# Simple neural network for classification

https://www.kaggle.com/code/carlmcbrideellis/very-simple-neural-network-for-classification/notebook

In [32]:
import pandas as pd
from keras.models import Sequential
from keras.layers import Dense 

In [33]:
# read in the data
train_data = pd.read_csv('train.csv')
test_data = pd.read_csv('test.csv')

In [34]:
# select some features of interest
features = ["Pclass", "Sex", "SibSp", "Parch"]

In [35]:
# for the features that are categorical we use pd.get_dummies:
# "Convert categorical variable into dummy/indicator variables."
X_train = pd.get_dummies(train_data[features])
y_train = train_data["Survived"]
X_test = pd.get_dummies(test_data[features])

In [8]:
X_train.head()

Unnamed: 0,Pclass,SibSp,Parch,Sex_female,Sex_male
0,3,1,0,0,1
1,1,1,0,1,0
2,3,0,0,1,0
3,1,1,0,1,0
4,3,0,0,0,1


In [9]:
y_train.head()

0    0
1    1
2    1
3    1
4    0
Name: Survived, dtype: int64

In [10]:
X_test.head()

Unnamed: 0,Pclass,SibSp,Parch,Sex_female,Sex_male
0,3,0,0,0,1
1,3,1,0,1,0
2,2,0,0,0,1
3,3,0,0,0,1
4,3,1,1,1,0


In [11]:
# parameters for keras
input_dim = len(X_train.columns) # number of neurons in the input layer
n_neurons = 50 # number of neurons in the first hidden layer
epochs = 100 # number of training cycles

In [13]:
# keras model
model = Sequential() # a model consisting of successive layers
# input layer
model.add(Dense(n_neurons, input_dim=input_dim, activation='relu'))
# output layer, with one neuron
model.add(Dense(1, activation='sigmoid'))
# compile the model
model.compile(loss='binary_crossentropy', optimizer='adam', metrics=['accuracy'])

In [15]:
# train the model
model.fit(X_train, y_train, epochs=epochs, verbose=0)

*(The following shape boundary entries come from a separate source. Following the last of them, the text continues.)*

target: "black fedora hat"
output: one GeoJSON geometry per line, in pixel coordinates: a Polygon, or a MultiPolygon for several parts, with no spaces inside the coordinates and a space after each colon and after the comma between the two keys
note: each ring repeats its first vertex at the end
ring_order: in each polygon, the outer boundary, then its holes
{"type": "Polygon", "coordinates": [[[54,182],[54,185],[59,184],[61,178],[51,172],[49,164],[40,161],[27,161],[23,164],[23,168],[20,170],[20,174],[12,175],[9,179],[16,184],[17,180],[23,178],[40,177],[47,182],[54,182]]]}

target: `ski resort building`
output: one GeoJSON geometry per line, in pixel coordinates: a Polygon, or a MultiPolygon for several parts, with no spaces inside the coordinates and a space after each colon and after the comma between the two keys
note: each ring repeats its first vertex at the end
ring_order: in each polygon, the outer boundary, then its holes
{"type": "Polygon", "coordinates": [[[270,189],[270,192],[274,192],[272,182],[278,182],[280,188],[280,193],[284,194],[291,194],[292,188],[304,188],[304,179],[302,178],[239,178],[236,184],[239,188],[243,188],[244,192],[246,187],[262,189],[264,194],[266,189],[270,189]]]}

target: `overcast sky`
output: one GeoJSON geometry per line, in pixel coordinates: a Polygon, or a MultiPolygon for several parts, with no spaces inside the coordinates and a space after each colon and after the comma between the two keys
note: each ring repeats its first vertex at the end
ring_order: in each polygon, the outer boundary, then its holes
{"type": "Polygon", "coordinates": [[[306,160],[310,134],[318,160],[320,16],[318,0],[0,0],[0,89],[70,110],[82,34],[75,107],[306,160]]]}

<keras.callbacks.History at 0x24896260d60>

In [19]:
# use the trained model to predict 'Survived' for the test data
predictions = model.predict(X_test)
# set a threshold of 50% for classification, i.e. >0.5 is True
# Note: the '*1' converts the Boolean array into an array containing 0 or 1
predictions = (predictions > 0.5)*1



In [20]:
predictions[:5]

array([[0],
       [1],
       [0],
       [0],
       [1]])

In [21]:
predictions.flatten()[:20]

array([0, 1, 0, 0, 1, 0, 1, 0, 1, 0, 0, 0, 1, 0, 1, 1, 0, 0, 1, 1])

In [22]:
# write out CSV submission file
output = pd.DataFrame({'PassengerId': test_data.PassengerId, 'Survived': predictions.flatten()})
output.to_csv('submission.csv', index=False)